You are viewing a plain text version of this content. The canonical link for it is here.
Posted to solr-user@lucene.apache.org by "Sethi, Parampreet" <pa...@teamaol.com> on 2010/10/08 17:33:02 UTC
Accented Search in Solr
Hi All,
I am using Solr 1.3 in my project. Just wanted to know if there is any other way by which below mentioned queries will return the same results:
Gruyère-and-Zucchini
Gruyere-and-Zucchini
The first query has accented characters in it. I was just going through the Solr tokenizers and filter factories documentation, there is a filter factory listed "solr.ISOLatin1AccentFilterFactory" that can be used to replace accented characters with their non-accented counterparts.
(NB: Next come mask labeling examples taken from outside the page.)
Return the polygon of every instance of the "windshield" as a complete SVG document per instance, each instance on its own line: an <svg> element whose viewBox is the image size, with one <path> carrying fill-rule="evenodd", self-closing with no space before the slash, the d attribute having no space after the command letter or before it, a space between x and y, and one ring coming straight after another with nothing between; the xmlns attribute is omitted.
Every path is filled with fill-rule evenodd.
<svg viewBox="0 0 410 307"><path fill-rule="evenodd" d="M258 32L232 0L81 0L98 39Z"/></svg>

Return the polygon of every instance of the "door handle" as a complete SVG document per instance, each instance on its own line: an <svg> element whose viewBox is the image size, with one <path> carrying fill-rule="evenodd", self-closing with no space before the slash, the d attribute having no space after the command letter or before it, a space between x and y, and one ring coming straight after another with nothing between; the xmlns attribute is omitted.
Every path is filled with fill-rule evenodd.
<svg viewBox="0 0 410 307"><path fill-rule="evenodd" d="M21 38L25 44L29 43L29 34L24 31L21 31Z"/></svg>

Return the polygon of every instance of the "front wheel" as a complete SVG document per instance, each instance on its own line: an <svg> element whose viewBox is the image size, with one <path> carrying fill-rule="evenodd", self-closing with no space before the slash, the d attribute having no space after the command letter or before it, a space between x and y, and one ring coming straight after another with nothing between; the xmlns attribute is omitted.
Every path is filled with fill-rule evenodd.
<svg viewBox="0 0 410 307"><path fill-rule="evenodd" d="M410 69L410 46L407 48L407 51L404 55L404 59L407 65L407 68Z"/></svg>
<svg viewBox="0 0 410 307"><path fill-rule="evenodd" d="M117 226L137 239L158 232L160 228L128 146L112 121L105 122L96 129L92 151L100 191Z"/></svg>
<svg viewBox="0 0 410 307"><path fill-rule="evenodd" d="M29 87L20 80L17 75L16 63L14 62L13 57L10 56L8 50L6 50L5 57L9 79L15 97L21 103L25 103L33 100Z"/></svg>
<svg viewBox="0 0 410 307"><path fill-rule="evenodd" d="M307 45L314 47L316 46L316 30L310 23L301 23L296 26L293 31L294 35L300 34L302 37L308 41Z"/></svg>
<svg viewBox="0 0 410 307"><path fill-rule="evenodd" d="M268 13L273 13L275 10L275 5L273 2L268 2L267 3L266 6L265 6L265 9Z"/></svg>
Is there any other way to do this search which is independent of how data is stored (whether in accented or non-accented form)?
Thanks for the help.
Regards,
param
Re: Accented Search in Solr
Posted by Otis Gospodnetic <ot...@yahoo.com>.
Param,
Note that the original value will be stored even if ISOLatin1AccentFilter
removes the accept for indexing / matching purposes.
Otis
----
Sematext :: http://sematext.com/ :: Solr - Lucene - Nutch
Lucene ecosystem search :: http://search-lucene.com/
----- Original Message ----
> From: "Sethi, Parampreet" <pa...@teamaol.com>
> To: "solr-user@lucene.apache.org" <so...@lucene.apache.org>
> Sent: Fri, October 8, 2010 11:33:02 AM
> Subject: Accented Search in Solr
>
> Hi All,
>
> I am using Solr 1.3 in my project. Just wanted to know if there is any other
>way by which below mentioned queries will return the same results:
>
> Gruyère-and-Zucchini
> Gruyere-and-Zucchini
>
> The first query has accented characters in it. I was just going through the
>Solr tokenizers and filter factories documentation, there is a filter factory
>listed "solr.ISOLatin1AccentFilterFactory" that can be used to replace accented
>characters with their non-accented counterparts.
>
> Is there any other way to do this search which is independent of how data is
>stored (whether in accented or non-accented form)?
>
> Thanks for the help.
>
> Regards,
> param
>
Re: Accented Search in Solr
Posted by Erick Erickson <er...@gmail.com>.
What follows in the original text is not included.